Deux types qui se croisent en vitesse par hasard. Les deux ayant fortement envie de se jaser ça et de rattraper le retard des années de non-fréquentation qui les avaient séparés. Les deux coincés entre deux commissions à faire en trombe sur les heures de travail. Le premier avait eu le temps de lui parler de son emploi pour le gouvernement, l'autre de lui glisser qu'il était traducteur et ne dirait pas non à quelques contrats venant de portefeuilles un peu plus gras. Le portefeuille du pays en fait. Le sien en même temps. Il ne l'a pas dit, il l'a juste pensé mais en quelque sorte il lui disait "gimme your money, baby". Il se sentait vampire. Il avait aussi pensé "I drink bloooooooood".
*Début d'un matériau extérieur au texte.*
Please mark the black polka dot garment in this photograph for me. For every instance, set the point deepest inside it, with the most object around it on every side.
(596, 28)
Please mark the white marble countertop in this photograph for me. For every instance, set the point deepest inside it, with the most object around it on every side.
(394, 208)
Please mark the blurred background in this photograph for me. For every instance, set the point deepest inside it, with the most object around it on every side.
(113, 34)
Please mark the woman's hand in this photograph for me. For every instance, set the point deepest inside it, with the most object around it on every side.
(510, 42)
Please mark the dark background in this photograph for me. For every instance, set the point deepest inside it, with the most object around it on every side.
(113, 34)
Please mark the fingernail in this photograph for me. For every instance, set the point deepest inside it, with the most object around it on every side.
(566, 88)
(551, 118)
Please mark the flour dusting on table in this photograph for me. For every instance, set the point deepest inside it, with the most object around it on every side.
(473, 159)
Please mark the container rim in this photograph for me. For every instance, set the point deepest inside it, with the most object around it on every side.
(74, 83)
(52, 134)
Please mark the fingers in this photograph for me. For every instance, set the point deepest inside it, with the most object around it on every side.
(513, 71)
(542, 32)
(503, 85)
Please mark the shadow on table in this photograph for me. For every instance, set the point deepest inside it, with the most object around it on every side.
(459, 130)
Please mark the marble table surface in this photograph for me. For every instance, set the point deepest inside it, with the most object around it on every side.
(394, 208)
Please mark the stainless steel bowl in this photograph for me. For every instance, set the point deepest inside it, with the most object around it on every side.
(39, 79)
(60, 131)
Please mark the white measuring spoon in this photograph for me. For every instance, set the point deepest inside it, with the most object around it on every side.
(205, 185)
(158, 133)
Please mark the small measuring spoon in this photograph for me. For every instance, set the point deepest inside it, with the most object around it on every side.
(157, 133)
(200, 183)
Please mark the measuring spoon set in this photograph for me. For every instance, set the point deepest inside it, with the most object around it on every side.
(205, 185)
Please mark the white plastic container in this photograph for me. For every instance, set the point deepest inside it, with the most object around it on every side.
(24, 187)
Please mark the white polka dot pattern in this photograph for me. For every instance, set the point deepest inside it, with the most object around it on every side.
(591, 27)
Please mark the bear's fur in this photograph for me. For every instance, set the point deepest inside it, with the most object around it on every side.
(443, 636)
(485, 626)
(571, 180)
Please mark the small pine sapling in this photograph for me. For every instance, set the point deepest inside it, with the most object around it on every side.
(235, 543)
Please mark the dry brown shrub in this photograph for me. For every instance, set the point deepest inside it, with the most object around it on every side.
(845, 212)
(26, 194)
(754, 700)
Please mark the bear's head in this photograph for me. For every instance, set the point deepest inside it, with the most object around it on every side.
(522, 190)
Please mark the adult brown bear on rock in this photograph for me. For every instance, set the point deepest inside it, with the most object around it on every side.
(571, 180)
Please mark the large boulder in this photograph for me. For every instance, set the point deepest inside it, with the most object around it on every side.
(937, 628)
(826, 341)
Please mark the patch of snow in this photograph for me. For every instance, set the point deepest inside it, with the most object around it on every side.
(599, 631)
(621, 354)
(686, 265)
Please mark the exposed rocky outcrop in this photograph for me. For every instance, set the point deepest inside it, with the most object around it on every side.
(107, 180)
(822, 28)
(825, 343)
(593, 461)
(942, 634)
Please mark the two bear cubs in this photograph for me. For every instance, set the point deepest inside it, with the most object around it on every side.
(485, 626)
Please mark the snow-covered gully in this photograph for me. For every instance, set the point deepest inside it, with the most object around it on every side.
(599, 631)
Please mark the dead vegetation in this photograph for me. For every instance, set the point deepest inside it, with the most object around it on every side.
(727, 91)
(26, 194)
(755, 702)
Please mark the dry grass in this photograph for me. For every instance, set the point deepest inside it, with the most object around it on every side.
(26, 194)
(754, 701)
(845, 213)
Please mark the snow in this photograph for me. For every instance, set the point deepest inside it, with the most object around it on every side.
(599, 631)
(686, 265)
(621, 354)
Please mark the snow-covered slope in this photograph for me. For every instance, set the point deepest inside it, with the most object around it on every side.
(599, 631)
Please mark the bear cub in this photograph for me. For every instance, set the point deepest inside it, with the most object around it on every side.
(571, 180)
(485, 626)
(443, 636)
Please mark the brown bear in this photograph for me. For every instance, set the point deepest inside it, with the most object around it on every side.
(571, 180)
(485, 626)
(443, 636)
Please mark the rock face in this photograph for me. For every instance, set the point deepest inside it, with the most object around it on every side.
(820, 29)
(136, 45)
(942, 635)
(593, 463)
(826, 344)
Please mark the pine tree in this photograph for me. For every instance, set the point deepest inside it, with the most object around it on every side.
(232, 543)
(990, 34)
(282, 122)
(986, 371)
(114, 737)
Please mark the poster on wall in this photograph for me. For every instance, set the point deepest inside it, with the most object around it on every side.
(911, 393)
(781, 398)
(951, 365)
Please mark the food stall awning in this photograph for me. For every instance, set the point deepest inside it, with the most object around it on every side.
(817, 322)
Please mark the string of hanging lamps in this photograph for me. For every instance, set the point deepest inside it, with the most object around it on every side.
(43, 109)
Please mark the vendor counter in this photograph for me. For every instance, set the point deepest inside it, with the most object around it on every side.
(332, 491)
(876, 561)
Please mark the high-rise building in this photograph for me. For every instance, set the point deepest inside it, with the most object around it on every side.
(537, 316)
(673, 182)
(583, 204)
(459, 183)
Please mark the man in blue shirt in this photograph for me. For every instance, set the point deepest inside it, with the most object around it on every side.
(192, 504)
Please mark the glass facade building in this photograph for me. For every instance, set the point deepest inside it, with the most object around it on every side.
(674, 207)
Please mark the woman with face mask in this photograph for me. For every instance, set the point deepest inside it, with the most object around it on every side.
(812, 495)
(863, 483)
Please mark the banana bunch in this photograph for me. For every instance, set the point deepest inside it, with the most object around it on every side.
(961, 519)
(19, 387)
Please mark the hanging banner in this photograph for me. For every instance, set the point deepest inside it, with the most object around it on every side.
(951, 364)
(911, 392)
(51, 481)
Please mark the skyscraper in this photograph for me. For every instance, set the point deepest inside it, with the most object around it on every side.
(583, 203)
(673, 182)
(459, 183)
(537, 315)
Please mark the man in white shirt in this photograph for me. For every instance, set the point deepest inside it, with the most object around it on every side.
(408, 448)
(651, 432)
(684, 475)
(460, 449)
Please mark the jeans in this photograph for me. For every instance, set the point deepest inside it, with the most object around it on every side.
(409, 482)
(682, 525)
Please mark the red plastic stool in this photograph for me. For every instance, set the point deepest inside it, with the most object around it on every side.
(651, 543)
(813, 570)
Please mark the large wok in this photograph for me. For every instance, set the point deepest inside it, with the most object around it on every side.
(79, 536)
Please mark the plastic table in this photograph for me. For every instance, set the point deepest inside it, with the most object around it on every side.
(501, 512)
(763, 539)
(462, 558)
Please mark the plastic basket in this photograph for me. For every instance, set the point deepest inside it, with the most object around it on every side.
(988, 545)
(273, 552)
"moi des voyages comme ça, c'est du passé avec mes enfants et ma femme on est franchement trop occupés" "Ah oui! toujours avec Magalie Monade, toi..." avait dit Prosper avec le regard du coyote se rappelant la poulette. Martin n'avait pas aimé ce regard de prédateur et avait précipité le reste de sa conversation sur sa famille. Ni l'un ni l'autre n'avait le temps pour ce stop & chat comme on appelle cela chez les chinois. Ils s'étaient quittés en vitesse avec une grosse bière à se partager un soir de hockey comme promesse.
Quelques jours plus tard. Prosper appela Martin pour avoir plus de détails.
"Ouin ça te dérange tu de me dires où danse ta fille?"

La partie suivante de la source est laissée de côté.